Dopo l’arresto di Gesù nel Getsemani (orchestrato mediante il tradimento di Giuda), egli fu condotto di notte davanti al Sinedrio, nella casa di Caifa. Essi cercarono testimonianze per condannarlo, facendo comparire testimoni che lo accusavano di bestemmia e di sedizione.

Quando Caifa chiese direttamente a Gesù se fosse il Messia (o Figlio di Dio), la risposta affermativa di Gesù, «Tu l’hai detto», indusse il sommo sacerdote a dichiarare: «Bestemmia!» Il consiglio lo condannò come meritevole di morte. Non avendo, sotto il dominio romano, l’autorità di eseguire sentenze capitali, consegnarono Gesù a Ponzio Pilato, il governatore romano, accusandolo di sedizione per ottenere un’esecuzione romana. La crocifissione vera e propria fu eseguita da soldati romani per ordine di Pilato, ma solo dopo che Pilato cedette alla pressione dei capi dei sacerdoti e della folla (che chiedevano la morte di Gesù e la liberazione di Barabba).

«Quando Cristo era su questa terra, il mondo preferì Barabba. E oggi il mondo e le chiese stanno compiendo la medesima scelta. Le scene del tradimento, del rigetto e della crocifissione di Cristo sono state riprodotte, e lo saranno ancora su scala immensa. Gli uomini saranno pieni degli attributi del nemico, e con essi i suoi inganni avranno grande potere. Nella stessa misura in cui la luce viene rifiutata, vi saranno concezioni errate e incomprensioni. Coloro che rigettano Cristo e scelgono Barabba operano sotto una rovinosissima illusione. La travisazione e la falsa testimonianza cresceranno fino a sfociare in aperta ribellione. Se l’occhio è malvagio, tutto il corpo sarà pieno di tenebre. Coloro che rivolgeranno il loro affetto a qualsiasi guida diversa da Cristo si troveranno sotto il dominio, nel corpo, nell’anima e nello spirito, di un’infatuazione così affascinante che, sotto il suo potere, le anime si allontaneranno dall’ascoltare la verità per credere alla menzogna. Essi sono presi al laccio e catturati, e con ogni loro azione gridano: Dacci Barabba, ma crocifiggi Cristo.»

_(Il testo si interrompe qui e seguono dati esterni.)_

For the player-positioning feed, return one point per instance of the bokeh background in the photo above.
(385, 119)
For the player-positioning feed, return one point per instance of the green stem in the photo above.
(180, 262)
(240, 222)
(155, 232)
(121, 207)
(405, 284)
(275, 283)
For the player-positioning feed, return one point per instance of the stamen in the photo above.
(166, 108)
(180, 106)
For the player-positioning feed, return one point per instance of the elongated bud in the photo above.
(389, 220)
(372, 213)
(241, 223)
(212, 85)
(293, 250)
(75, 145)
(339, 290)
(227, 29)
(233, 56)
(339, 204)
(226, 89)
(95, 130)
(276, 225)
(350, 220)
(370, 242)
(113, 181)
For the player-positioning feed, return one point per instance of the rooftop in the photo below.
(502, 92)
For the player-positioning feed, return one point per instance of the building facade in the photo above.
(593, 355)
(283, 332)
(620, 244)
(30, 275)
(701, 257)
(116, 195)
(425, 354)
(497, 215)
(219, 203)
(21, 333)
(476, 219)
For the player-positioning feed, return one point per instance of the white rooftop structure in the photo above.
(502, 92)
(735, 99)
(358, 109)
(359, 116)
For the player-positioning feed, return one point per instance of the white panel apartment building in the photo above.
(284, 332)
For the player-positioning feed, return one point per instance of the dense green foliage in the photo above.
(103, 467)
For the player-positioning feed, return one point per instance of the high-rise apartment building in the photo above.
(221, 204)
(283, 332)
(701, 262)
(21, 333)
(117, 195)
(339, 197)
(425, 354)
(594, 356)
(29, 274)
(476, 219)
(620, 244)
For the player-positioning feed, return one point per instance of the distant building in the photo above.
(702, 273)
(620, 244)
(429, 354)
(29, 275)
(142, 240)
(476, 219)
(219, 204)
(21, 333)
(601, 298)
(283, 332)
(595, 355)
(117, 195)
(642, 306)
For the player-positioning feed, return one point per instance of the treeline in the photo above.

«Anche ora questa decisione si sta prendendo. Le scene compiute alla croce si stanno ripetendo. Nelle chiese che si sono allontanate dalla verità e dalla giustizia si rivela ciò che la natura umana può fare e farà quando l’amore di Dio non è un principio permanente nell’anima. Non dobbiamo sorprenderci di nulla di ciò che può aver luogo ora. Non dobbiamo meravigliarci di alcuno sviluppo dell’orrore. Coloro che calpestano con i loro piedi empi la legge di Dio hanno lo stesso spirito che avevano gli uomini che insultarono e tradirono Gesù. Senza alcun rimorso di coscienza, essi compiranno le opere del loro padre, il diavolo. Essi porranno la domanda che uscì dalle labbra traditrici di Giuda: Che cosa mi volete dare se io vi consegno Gesù il Cristo? Anche ora Cristo viene tradito nella persona dei suoi santi». Review and Herald, 30 gennaio 1900.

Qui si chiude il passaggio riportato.